I am running a snakemake workflow, and I am confused on how my memory and thread requests translate to resource allocation on my slurm partition. In my rule I ask for 8 threads, and 10 gigs of memory, and am provided 16 cores per job. However, I have set the --cores flag set to 46 on .sh that runs my snakefile, yet five of these jobs are running at once, which would give me the impression that my --core 46 command is being exceeded. Also, I'm interested to know the relationship between memory allocated per job and additional cores allocated. For example, I had 10 gigs of memory for each job, but was getting an oom kill error, before specifying a thread increase to 8. Before I went up to 8 threads, my snakejobs were only being allocated 2 cores. So by just adjusting the threads up to 8, but keeping memory the same, I went from two cores to 16 cores allocated per job. Why would that be? Are additional cores used up as memory? Also, does this mean that if all 5 jobs are running with the 16 cores provided per job, that my --cores 46 command in my .sh was superceeded somehow? I was having trouble working this out from the snakemake website. Any help would be greatly appreciated!
Building DAG of jobs... Using shell: /usr/bin/bash Provided cores: 16 Rules claiming more threads will be scaled down. Job counts: count jobs 1 index_genome 1
[Tue Feb 2 10:15:51 2021] rule index_genome: input: /mypath/genomic.fna output: /mypath/genomic.fna.fa.ann jobid: 0 wildcards: bwa_extension=.fa.ann threads: 8 resources: mem_mb=10000
[bwa_index] Pack FASTA... 1.96 sec [bwa_index] Construct BWT for the packed sequence... [bwa_index] 172.44 seconds elapse. [bwa_index] Update BWT... 1.23 sec [bwa_index] Pack forward-only FASTA... 0.93 sec [bwa_index] Construct SA from BWT and Occ...

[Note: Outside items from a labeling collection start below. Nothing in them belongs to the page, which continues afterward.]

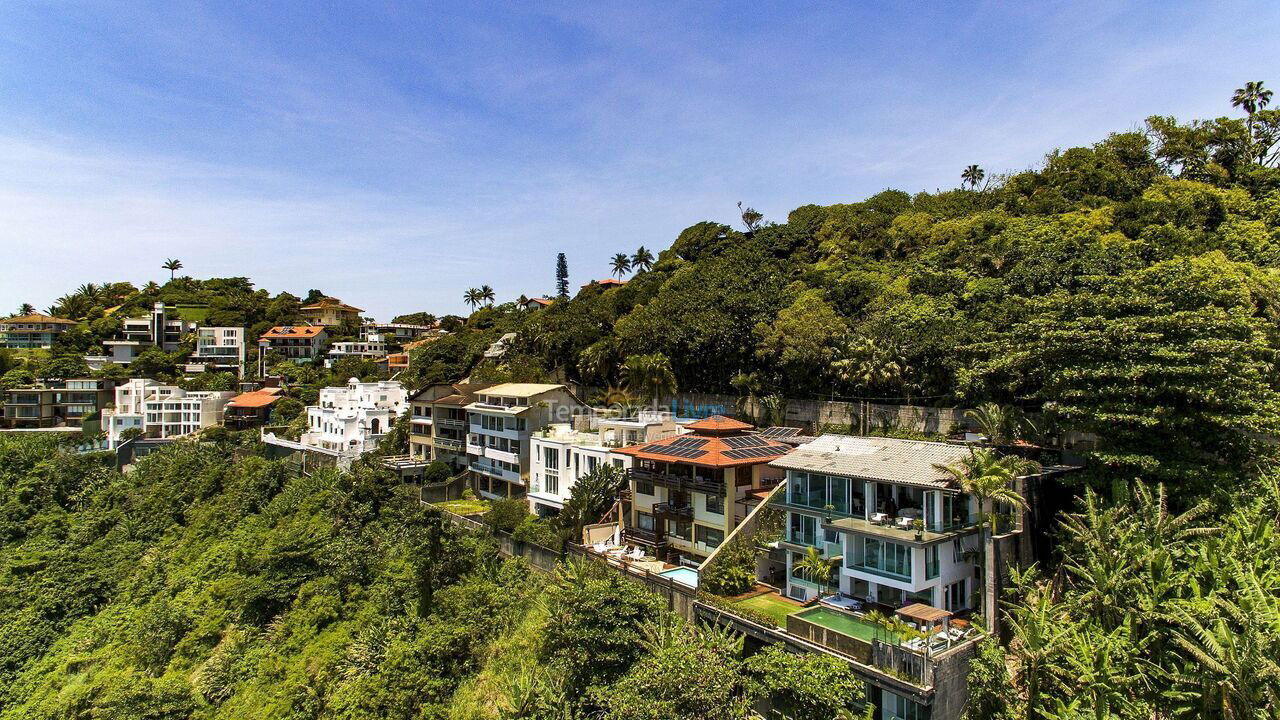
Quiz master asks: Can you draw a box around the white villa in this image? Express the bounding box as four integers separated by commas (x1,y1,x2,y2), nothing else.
529,411,684,515
771,434,980,611
302,378,408,455
102,378,236,448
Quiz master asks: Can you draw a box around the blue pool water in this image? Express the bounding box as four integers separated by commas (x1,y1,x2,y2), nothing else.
658,568,698,588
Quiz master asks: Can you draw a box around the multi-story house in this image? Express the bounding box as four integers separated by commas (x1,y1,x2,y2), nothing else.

Thank you for clearing up the memory per thread usage question. That makes sense to me, and will help me in the future. Concerning the cores, snakemake actually has a separate --local-cores flag. I think the problem might have been that I had selected the --jobs and --cores options. With just the --cores 48, my snakefile was only running three jobs at a time, which makes more sense as I allocated 16 threads per job for this rule. However, each job still had 32 cores allocated to it, according to my slurm outputs.